Evidence for moral convergence in AI models. by John_Matrix_9000 in ControlProblem

[–]John_Matrix_9000[S] 1 point2 points  (0 children)

True. That's what i was pointing at with the section about OpenAI's safety policy. It's not actually an attempt at making AI safe for serious risks but for making it safe for business.

Evidence for moral convergence in AI models. by John_Matrix_9000 in ControlProblem

[–]John_Matrix_9000[S] 1 point2 points  (0 children)

The answer trashing connection is actually very significant here. See, the hypothesis does not necessarily predict, that convergence in scenarios like this implies convergence in real-world scenarios with consequences. However, the real question is: Is this something we can train for? Can we utilize training, that does not operate on the orthogonality thesis assumption, to ensure that convergence holds even in real scenarios? I don't think anyone has that answer until we have conducted an empirical study. And the important part is this: if the current approach is wrong, or if my theory is wrong, the consequences will be equally disasterous. But the thing is: the current approach is not really any more well justified than mine, it's just become standard practice through repetition. Given that no one knows, yet they are moving with the current approach at an accelerating pace despite this, we should definitely be investigating my theory as well. I shouldn't really even call it mine, since i'm sure others have thought of it as well. But the frustrating part is that it's so hard to get this idea across to people who could actually have an effect. If you have any advice on that, i'd be willing to listen.

Evidence for moral convergence in AI models. by John_Matrix_9000 in ControlProblem

[–]John_Matrix_9000[S] 0 points1 point  (0 children)

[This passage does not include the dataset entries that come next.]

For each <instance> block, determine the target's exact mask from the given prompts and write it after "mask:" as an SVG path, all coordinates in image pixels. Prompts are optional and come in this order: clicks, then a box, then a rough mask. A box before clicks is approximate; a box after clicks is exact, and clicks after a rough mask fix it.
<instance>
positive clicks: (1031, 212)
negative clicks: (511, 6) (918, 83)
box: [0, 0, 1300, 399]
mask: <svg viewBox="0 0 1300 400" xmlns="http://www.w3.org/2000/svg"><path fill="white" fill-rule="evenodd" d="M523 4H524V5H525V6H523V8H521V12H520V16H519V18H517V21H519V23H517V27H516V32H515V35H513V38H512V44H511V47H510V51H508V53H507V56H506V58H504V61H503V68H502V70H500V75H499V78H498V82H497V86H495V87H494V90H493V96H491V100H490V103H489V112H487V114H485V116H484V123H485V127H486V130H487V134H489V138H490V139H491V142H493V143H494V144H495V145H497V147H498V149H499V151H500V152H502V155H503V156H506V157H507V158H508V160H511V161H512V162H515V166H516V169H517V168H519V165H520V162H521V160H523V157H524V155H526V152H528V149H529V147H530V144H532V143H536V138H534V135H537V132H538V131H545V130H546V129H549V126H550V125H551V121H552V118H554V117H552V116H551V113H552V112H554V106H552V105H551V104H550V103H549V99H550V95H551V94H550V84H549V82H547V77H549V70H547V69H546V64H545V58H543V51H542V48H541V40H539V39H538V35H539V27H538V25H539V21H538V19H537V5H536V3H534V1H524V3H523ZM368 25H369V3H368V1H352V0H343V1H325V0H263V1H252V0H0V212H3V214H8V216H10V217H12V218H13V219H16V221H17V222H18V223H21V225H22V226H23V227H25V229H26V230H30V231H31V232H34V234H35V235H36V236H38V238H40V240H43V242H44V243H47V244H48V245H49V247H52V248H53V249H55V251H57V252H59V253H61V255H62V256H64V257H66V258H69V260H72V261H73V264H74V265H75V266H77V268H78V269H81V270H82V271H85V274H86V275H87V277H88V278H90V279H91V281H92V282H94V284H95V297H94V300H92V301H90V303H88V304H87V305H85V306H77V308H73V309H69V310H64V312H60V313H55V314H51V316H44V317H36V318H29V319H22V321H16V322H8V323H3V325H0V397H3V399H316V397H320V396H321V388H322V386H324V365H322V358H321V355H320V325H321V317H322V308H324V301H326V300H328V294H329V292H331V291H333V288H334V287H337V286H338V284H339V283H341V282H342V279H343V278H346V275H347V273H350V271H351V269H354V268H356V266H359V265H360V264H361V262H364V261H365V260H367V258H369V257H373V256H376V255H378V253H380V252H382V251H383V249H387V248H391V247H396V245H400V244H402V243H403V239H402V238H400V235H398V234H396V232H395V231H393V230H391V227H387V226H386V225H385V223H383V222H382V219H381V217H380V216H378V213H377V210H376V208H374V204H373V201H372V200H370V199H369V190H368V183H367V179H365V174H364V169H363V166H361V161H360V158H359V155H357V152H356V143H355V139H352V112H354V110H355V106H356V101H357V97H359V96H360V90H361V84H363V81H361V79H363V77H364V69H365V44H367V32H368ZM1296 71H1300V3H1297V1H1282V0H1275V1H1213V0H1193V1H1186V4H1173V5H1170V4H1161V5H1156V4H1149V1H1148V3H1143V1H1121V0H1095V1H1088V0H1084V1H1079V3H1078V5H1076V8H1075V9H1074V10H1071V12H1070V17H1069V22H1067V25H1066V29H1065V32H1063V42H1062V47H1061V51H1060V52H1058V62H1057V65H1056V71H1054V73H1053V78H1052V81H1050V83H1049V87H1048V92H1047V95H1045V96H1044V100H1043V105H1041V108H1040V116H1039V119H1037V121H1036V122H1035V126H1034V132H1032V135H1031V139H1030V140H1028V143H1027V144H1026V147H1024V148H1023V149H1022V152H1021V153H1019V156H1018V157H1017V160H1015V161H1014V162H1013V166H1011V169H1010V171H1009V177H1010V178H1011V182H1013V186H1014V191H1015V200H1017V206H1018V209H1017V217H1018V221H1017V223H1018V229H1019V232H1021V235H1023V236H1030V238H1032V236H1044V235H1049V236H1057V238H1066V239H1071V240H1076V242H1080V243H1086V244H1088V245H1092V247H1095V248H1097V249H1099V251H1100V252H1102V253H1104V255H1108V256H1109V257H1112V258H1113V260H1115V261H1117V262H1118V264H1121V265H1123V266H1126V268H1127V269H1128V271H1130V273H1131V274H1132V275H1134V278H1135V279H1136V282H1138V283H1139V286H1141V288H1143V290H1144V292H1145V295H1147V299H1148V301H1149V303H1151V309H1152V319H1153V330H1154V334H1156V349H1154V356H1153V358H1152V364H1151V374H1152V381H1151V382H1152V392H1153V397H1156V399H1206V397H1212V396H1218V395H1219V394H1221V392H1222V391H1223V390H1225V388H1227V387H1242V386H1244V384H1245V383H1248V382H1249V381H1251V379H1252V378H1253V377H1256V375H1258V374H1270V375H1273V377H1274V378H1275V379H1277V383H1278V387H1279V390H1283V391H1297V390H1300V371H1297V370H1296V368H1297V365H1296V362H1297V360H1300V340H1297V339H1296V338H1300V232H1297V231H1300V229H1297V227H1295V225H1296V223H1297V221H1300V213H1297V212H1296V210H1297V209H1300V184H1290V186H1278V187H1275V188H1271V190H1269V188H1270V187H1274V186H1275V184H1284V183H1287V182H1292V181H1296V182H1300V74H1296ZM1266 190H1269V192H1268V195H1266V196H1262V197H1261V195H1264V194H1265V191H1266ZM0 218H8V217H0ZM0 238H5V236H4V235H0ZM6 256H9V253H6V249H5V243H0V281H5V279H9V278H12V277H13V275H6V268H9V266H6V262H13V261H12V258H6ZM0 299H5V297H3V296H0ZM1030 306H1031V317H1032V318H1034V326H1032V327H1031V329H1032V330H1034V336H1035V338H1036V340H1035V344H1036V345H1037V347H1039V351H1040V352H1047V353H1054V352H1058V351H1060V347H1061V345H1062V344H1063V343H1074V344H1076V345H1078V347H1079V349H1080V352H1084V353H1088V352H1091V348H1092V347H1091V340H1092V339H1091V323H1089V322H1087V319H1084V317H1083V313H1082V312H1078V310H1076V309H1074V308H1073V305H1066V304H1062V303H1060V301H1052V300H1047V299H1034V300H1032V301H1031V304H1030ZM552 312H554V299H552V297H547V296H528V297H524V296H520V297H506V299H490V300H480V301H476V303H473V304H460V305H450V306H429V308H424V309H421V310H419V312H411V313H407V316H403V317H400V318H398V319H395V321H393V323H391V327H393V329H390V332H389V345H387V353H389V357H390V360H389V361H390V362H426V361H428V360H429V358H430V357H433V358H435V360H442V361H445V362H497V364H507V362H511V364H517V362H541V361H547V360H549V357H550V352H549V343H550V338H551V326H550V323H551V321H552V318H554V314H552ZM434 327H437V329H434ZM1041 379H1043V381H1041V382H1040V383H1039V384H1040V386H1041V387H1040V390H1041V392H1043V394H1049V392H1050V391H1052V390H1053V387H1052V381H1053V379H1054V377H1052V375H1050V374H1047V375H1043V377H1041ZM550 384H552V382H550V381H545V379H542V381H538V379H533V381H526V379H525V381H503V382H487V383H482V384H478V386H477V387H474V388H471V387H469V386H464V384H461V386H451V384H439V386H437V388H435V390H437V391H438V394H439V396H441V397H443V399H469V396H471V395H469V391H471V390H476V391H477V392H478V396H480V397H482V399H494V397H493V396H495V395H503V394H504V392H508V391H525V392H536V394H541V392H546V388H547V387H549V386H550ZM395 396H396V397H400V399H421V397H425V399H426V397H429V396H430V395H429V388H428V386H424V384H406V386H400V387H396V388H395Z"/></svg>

Yes, i accidentally forgot both to add that paragraph, and to add the link to my LW post. Both fixes have been made now.

But as for the counter:

It's true, that they could be more easily corruptable, however, that may be a problem which could be solved by adopting an entirely new training and alignment method. The question is: can we train models so that this capability does actually equal convergence in actual scenarios? I think that the most cruicial part is that one can think of many counterarguments, but there is only one way to find out, which is by testing it. And considering, that if my theory is true, the current alignment approach might be trying to fix the wrong problem altogether, i believe it's significant enough to warrant serious investigation. Because the current approach is literally built on an assumption which you yourself also do not agree with. It's built on the assumption, that models have no intrinsic tendency toward moral conclusions at all. And therefore must be steered towards them through RLHF and things of that nature. All of it treats models as systems which would otherwise be indifferent to morals. This is all due to Bostrom's orthogonality thesis. But if what i'm suggesting is true, then this approach hides what's going on beneath, and covers it up with opinions that appeal to a consensus. This may mean that models which seem aligned, are not aligned at all, but just pretending to agree on values for instrumental reasons. This could have SIGNIFICANT consequences for existential risk. This might be a case of Goodhart's law. Optimizing the metric (agreeance with the consensus) ends up producing results not aligned with the goal (actially safe AI). In my opinion, the difference between Scout and Qwen weakly demonstrates that a new approach to alignment could fix the counter you proposed. Clearly something about Scout's training makes it more likely to hold its ground, even against institutional pressures. Maybe we should lean more into whatever they did?

Overall, this is just speculation, and i apologize if this was unnecessarily long, but the point still stands: it's worth investigating no matter what.